When I went to school we were always taught the “i before e, except after c” rule for spelling. But how accurate is this rule? Kevin Marks tweeted today the following:
»@uberfacts: There are 923 words in the English language that break the “I before E” rule. Only 44 words actually follow that rule.« Science
— Kevin Marks (@kevinmarks) March 25, 2013
Not sure where he came up with that result, but seems simple enough to verify. First, download a English language word list compiled by Kevin Atkinson and available at SourceForge (I will use the Parts of Speech Database, or download my version from Github). I also create a data frame (from the README file) partsOfSpeech
that maps the codes to descriptions that we will use later.
require(ggplot2)
require(reshape)
partsOfSpeech <- as.data.frame(matrix(c(
'N','Noun',
'P','Plural',
'h','Noun Phrase',
'V','Verb (usu participle)',
't','Verb (transitive)',
'i','Verb (intransitive)',
'A','Adjective',
'v','Adverb',
'C','Conjunction',
'P','Preposition',
'!','Interjection',
'r','Pronoun',
'D','Definite Article',
'I','Indefinite Article',
'o','Nominative'), ncol=2, byrow=TRUE), stringsAsFactors=FALSE)
names(partsOfSpeech) <- c('Code','Description')
words <- read.table('part-of-speech.txt', sep='\t', header=FALSE, quote='',
col.names=c('Word','POS'), stringsAsFactors=FALSE)
nrow(words)
## [1] 295172
The parts-of-speech is coded such that the letters before |
character come from the original Moby database and letters after the |
character come from WordNet. The first character corresponds to the primary classification. The following R code will split this field into two new variables, Moby
and WordNet
, and then strip the first character from WordNet
to create a WordNetPrimary
variable. We will use this classification later for plotting purposes.

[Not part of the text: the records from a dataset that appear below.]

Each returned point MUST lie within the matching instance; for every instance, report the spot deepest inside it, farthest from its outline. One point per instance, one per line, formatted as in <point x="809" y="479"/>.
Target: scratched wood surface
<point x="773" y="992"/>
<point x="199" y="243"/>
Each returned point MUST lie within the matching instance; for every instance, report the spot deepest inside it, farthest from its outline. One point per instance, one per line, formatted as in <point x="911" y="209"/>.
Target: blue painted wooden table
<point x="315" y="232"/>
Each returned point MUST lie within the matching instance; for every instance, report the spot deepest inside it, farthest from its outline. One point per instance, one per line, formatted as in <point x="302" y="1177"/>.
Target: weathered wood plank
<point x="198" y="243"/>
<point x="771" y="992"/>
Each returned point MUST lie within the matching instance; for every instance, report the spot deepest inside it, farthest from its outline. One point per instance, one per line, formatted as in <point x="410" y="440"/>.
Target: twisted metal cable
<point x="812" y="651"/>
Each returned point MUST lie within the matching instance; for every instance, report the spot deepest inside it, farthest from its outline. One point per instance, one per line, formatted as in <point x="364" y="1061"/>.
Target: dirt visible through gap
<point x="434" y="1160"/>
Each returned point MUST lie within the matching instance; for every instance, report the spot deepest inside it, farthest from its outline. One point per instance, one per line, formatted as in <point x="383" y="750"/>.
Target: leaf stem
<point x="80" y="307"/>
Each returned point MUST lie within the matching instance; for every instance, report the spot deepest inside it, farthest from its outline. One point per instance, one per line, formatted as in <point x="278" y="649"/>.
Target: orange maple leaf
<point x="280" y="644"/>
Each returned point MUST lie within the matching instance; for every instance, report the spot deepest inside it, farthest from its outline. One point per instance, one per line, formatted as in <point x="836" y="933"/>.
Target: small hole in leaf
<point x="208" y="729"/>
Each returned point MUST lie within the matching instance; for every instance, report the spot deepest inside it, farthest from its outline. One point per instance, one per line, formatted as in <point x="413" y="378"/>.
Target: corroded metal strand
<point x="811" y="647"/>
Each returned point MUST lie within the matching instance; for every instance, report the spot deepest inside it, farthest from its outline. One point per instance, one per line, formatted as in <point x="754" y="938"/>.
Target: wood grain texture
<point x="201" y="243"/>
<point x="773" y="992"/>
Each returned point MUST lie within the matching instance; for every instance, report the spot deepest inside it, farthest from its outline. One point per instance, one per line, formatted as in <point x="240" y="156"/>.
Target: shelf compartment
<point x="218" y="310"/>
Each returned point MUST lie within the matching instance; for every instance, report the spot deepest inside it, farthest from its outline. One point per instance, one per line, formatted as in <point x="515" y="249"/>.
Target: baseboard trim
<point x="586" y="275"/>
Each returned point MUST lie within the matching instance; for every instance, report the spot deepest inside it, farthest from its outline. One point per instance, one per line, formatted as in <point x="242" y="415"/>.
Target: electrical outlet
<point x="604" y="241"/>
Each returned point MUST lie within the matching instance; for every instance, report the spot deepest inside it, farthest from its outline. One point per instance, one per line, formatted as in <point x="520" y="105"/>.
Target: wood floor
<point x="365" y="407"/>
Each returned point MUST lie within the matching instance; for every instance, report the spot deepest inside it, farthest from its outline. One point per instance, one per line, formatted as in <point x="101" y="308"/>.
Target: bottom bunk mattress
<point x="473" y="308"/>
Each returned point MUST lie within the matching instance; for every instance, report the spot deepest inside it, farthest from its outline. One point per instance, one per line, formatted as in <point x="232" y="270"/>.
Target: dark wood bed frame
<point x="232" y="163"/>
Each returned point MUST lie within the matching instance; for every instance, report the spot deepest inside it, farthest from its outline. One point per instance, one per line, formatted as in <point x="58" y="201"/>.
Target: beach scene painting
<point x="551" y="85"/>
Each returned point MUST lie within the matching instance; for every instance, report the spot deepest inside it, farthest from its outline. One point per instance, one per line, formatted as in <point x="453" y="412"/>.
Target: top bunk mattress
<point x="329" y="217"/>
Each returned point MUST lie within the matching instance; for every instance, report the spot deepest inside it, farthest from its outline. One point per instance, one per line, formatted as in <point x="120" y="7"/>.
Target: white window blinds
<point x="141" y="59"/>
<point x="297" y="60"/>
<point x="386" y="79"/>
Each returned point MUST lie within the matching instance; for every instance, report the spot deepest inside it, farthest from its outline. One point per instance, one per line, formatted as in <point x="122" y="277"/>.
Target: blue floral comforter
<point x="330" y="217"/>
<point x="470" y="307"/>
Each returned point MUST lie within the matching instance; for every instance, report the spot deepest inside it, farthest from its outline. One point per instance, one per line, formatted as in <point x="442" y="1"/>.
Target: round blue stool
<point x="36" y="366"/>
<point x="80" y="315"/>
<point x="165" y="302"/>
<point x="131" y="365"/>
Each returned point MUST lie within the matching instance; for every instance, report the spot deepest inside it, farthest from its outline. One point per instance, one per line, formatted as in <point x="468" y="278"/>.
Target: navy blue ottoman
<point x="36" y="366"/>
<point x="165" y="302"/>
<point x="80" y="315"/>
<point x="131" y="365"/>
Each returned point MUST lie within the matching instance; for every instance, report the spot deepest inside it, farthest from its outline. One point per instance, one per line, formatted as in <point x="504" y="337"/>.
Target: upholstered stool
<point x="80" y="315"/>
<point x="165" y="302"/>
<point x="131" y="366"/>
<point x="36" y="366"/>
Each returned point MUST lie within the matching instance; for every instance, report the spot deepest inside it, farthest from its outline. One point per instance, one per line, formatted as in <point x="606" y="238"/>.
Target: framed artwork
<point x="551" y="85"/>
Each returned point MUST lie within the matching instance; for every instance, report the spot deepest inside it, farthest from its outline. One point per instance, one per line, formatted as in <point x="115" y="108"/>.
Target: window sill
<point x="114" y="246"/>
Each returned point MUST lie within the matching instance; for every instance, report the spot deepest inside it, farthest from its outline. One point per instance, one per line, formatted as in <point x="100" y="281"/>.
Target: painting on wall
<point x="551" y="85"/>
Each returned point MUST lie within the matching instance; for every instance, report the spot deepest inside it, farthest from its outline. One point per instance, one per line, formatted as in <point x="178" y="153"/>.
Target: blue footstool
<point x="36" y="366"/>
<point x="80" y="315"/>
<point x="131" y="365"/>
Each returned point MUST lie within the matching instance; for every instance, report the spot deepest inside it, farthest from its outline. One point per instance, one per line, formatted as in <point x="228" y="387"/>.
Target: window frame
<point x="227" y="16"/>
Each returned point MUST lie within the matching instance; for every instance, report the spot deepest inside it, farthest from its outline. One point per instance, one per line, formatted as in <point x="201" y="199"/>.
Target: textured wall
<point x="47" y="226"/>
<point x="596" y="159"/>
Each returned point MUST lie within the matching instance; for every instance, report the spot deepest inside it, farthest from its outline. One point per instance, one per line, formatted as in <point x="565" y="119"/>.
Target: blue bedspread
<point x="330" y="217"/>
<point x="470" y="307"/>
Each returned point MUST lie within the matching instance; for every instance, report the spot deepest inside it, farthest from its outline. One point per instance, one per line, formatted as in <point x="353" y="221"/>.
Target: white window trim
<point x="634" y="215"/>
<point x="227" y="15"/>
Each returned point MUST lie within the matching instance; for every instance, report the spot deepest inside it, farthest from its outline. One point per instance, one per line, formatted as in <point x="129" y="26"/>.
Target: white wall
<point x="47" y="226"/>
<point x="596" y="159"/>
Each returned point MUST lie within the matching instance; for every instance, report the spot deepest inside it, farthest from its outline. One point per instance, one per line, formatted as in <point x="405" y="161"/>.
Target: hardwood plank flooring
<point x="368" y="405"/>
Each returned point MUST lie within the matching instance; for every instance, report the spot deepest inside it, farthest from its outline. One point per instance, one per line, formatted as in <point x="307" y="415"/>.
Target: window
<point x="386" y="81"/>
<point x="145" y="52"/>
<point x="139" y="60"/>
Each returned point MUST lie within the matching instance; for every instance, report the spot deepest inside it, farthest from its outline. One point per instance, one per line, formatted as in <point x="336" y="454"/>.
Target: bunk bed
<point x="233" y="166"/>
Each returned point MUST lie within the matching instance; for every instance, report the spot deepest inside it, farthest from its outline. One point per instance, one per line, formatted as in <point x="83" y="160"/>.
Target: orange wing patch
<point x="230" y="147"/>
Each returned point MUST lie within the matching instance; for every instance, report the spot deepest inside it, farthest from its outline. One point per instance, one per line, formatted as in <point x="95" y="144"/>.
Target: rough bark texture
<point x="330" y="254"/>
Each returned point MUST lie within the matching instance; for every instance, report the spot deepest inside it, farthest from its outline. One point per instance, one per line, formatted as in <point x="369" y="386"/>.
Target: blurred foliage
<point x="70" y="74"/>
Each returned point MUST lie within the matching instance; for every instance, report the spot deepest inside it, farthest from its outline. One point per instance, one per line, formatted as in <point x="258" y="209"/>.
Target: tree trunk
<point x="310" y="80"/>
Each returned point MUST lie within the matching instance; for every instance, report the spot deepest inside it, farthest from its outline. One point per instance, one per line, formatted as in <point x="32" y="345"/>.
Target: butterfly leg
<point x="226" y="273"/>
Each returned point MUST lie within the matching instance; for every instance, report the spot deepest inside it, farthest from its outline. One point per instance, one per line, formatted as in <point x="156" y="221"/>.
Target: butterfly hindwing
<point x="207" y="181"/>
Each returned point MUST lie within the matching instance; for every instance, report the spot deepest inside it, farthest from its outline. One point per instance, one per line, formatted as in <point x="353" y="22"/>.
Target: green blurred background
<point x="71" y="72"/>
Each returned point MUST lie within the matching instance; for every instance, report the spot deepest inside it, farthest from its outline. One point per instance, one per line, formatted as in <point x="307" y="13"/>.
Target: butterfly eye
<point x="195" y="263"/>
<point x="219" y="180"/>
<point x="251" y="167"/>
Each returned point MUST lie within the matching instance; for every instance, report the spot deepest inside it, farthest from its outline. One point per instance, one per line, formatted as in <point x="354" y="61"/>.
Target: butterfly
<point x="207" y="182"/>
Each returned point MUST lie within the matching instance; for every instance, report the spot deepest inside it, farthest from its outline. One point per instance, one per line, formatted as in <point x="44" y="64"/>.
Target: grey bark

tmp <- lapply(words$POS, FUN=function(x) {
x <- unlist(strsplit(x, '|', fixed=TRUE) )
if(length(x) == 1) return(c(NA, x[[1]]))
else if(x[[1]] == '') return(c(NA, x[[2]]))
else return(c(x[[1]], x[[2]]))
})
words$Moby <- sapply(tmp, function(x) x[1])
words$WordNet <- sapply(tmp, function(x) x[2])
words$WordNetPrimary <- substr(words$WordNet, 1, 1)
table(words$WordNetPrimary, useNA='ifany')
##
## ! A C D h i N p P r
## 260 51914 54 60 71566 2239 119441 8506 99 85
## t v V <NA>
## 12399 13730 12124 2695
We use the grep
function to get three vectors representing all the “ie”, “ei”, and “cei” words. We also print the number of each type word and the percentage of all words this represents.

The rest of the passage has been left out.